Дела плохие. Ведь никогда уже на кареглазых животных не прибудут из Азии новые свежие толпы, там никого нет, и последние низкорослые ойраты и орочоны задумчиво смазывают свои мотоциклы в безумных потрескавшихся горах.
Гоголь и я, обнявшись, веселые и счастливые, на нашей Украине, под Полтавой — едим вишни и беседуем. Может, и вареники. Беседуем. Сон у меня был — я и Гоголь. Костюмы белые, может, не Украина — Италия, Рим. Ветки вокруг. Жара, знаете…
Соотечественники
Льва Николаевича Толстого, живи он сейчас, я ударил бы поленом по голове за кухонный морализм, беспримерное ханжество, за то, что не написал он в своих великих произведениях, как переебал изрядное количество крестьянских девушек в своих владениях.
Александр Исаевич Солженицын, мой дважды соотечественник заслуживает, чтоб его утопили в параше. За что, спросите? За отсутствие блеска, за тоскливую серость его героев, за солдафонско-русофильско-зековские фуфайки, в которые он их нарядил (и одел бы весь русский народ — дай ему волю) — за мысли одного измерения, какими он их наделил, за всю его рязанско-учительскую постную картину мира без веселья. За все это в парашу его, в парашу!
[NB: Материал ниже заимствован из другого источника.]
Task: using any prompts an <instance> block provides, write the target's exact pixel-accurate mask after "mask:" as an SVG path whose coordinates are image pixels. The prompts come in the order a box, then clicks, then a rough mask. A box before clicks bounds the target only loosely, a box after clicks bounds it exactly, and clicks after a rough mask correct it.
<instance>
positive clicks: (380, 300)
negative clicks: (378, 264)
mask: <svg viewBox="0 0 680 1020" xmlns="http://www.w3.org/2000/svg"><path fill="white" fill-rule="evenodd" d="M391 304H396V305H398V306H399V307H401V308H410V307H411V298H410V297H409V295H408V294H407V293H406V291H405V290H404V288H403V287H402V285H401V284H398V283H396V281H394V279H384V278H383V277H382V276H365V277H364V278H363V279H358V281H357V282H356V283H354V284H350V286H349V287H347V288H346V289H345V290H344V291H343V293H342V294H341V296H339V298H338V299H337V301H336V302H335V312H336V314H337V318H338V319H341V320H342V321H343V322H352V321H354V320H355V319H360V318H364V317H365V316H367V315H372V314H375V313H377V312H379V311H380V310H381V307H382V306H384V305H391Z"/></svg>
Руммейт мой — еврейский мальчик сейчас со мной не живет — у мамы живет — зашел в его комнату — вижу журнал «Club» — взял — рассматриваю.
Нина пизду пальчиками раздвигает — выпячивает, и Мирэль, развалясь в кресле, пиздой в меня дышит, все нежные девочки, снабженные аппаратурой в виде чулочков, поясочков, широких кроватей или роскошных соф, — призывно лежат, стоят или даже висят, порой мастурбируя в тревожном ожидании хуя. «Такую золотистую пизду я вряд ли где найду», — подумывает «мужчина» — замученный бизнесмен или служащий банка, с тоской поглядывая на картинку — такую золотистую пизду.
Мечта! Греза! Нежная, но огнедышащая пизда, белые слабые плечики — чтоб обидеть, согнуть хотелось, тонкие длинные ноги… Тьфу, еб твою мать — буржуазное общество! Мимо журнального киоска спокойно не пройдешь — полсотни пёзд со стенда в тебя выстреливают.